To reach this second goal, we must focus on five key areas: conservation (and the proposed Tropical Forests Forever Fund, with its US$125 billion target, is a strong move here); the agricultural transition (an agenda that even many agribusiness producers still don’t fully know, despite their assets' future depending directly on it); advancing planted forests (with major potential for innovation, such as replacing non-renewable materials like polyester); promoting socio-biodiversity (positive engagement with traditional communities, small agroecological producers, and Indigenous populations, who steward more than 80% of the world’s biodiversity); and new strategies for native forest restoration (creating a new economic field through restoring degraded areas, preserving species, and boosting major climate leverage).

Finally, to score a decisive third goal, Brazil’s presidency must tackle the future of global energy head-on. COP28 concluded by endorsing the need to phase out fossil fuels.
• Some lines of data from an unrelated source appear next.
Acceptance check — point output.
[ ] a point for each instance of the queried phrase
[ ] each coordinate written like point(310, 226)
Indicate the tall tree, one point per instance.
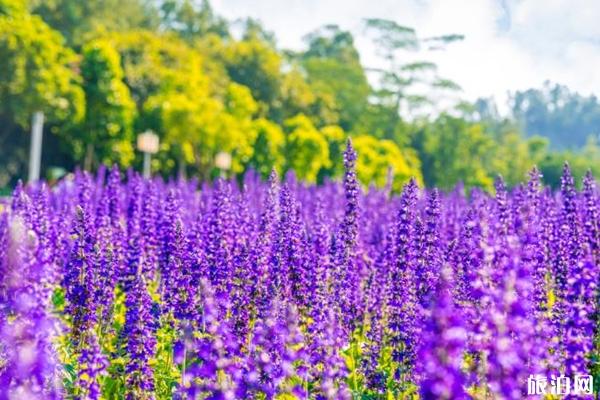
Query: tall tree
point(405, 87)
point(106, 134)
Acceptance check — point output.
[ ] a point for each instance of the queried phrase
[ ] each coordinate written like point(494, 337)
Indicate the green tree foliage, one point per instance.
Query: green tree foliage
point(307, 151)
point(107, 130)
point(191, 20)
point(379, 160)
point(269, 148)
point(405, 87)
point(453, 150)
point(564, 117)
point(333, 70)
point(172, 66)
point(38, 71)
point(255, 64)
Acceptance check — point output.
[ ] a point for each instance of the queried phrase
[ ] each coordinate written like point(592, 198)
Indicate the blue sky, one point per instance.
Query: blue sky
point(509, 44)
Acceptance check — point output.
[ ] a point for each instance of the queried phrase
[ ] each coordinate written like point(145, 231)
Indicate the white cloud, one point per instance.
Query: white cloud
point(509, 44)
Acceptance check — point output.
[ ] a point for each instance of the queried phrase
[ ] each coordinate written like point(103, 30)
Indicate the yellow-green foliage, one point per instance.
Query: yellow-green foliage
point(269, 147)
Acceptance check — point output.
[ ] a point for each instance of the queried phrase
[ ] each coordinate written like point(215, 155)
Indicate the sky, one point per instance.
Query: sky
point(509, 44)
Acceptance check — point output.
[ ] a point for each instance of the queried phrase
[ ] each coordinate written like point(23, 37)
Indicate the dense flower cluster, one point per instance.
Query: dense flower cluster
point(114, 286)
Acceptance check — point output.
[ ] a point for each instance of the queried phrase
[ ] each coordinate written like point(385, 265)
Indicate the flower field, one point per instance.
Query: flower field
point(117, 287)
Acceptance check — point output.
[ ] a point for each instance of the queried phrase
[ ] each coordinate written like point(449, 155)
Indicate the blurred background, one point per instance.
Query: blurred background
point(445, 91)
The recently concluded COP in Baku barely touched on the topic — unsurprising, given it took place in a historical oil region, where offshore oil exploration began.

We must face this issue directly: bringing real commitments, funding volumes, timelines, and transition pathways.
The good news: Brazil will play on one of the cleanest energy matrices among large countries, with deep expertise in hydroelectricity, biofuels, and massive potential to become the world’s green hydrogen powerhouse.
If China became the world's biggest producer and India is set to become the largest service provider, Brazil has every opportunity to become the driver of clean logistics and sustainable, diverse food supply worldwide.
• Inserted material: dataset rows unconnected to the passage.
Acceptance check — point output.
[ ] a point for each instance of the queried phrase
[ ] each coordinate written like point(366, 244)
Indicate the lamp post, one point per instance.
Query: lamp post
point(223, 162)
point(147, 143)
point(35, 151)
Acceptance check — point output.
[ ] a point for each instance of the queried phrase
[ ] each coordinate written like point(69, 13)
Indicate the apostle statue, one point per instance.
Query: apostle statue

And the strategy isn't just desirable — it's imperative.
It’s time to move past our traditional attitude of cautious optimism ("it would be good") or moderate pessimism ("it is what it is").
We stand to gain the most if this agenda succeeds: hundreds of billions of dollars could flow into a cleaner, fairer, and more efficient development model.
And we stand to lose the most if it fails.

We must not underestimate warnings from leading scientists like Carlos Nobre — the only Brazilian Nobel Prize winner — when he speaks of a 4°C global temperature rise.
That’s an average: meaning perhaps 0.3°C in northern Norway, but 10°C increases in the Brazilian interior.
If we don’t immediately correct emission curves and rapidly scale atmospheric carbon removal, we will literally fry.
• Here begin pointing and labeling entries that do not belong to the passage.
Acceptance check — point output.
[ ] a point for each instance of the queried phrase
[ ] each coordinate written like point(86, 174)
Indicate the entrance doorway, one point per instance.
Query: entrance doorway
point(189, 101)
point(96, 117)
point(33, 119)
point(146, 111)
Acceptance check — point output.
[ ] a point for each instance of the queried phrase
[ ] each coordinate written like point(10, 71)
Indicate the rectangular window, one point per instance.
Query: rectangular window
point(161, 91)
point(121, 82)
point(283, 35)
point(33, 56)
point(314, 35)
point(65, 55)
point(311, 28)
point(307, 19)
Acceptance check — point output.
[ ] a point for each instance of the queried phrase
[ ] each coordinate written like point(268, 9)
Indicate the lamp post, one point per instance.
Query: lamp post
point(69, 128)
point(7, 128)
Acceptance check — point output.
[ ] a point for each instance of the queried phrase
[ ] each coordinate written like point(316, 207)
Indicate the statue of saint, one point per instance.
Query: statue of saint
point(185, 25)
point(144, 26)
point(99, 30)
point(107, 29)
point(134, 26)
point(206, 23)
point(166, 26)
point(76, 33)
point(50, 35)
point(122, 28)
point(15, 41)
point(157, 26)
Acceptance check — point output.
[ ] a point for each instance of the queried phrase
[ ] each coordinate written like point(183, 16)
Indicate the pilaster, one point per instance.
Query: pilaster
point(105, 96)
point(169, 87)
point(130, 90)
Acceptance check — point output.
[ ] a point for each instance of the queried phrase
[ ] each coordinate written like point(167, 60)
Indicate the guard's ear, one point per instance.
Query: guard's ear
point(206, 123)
By organizing the strategy, charting the path for goals, and raising the team's spirit, we have everything in place for a beautiful home-field victory — with strong crowd support and deep understanding of the challenges ahead.

When Brazil hosted the first COP in 1992, the world was also complex: emerging from the Cold War, facing internal democratic challenges, and grappling with the global threat of the ozone layer hole.
It took decades, but we scientifically identified the causes, isolated emission factors, developed solutions with the most innovative countries, and built global momentum.
Today, we’re close not just to stopping the problem — but restoring the atmosphere’s previous protective state.
It was a beautiful comeback.

Today, we have a global majority willing to build solutions, and a national diplomacy well-versed in these mechanisms.
We have the opportunity to realign climate, nature, and land use agendas — and achieve a historic turnaround at COP30.

Marcelo Bicalho Behar is a Sociologist and lawyer. Former Deputy Minister at the Secretariat for Strategic Affairs of the Presidency of the Republic (2007–2009), former Vice President of Sustainability at Natura, and currently Senior Advisor for COP30 at the World Business Council for Sustainable Development (WBCSD) and the Brazilian Business Council for Sustainable Development (CEBDS).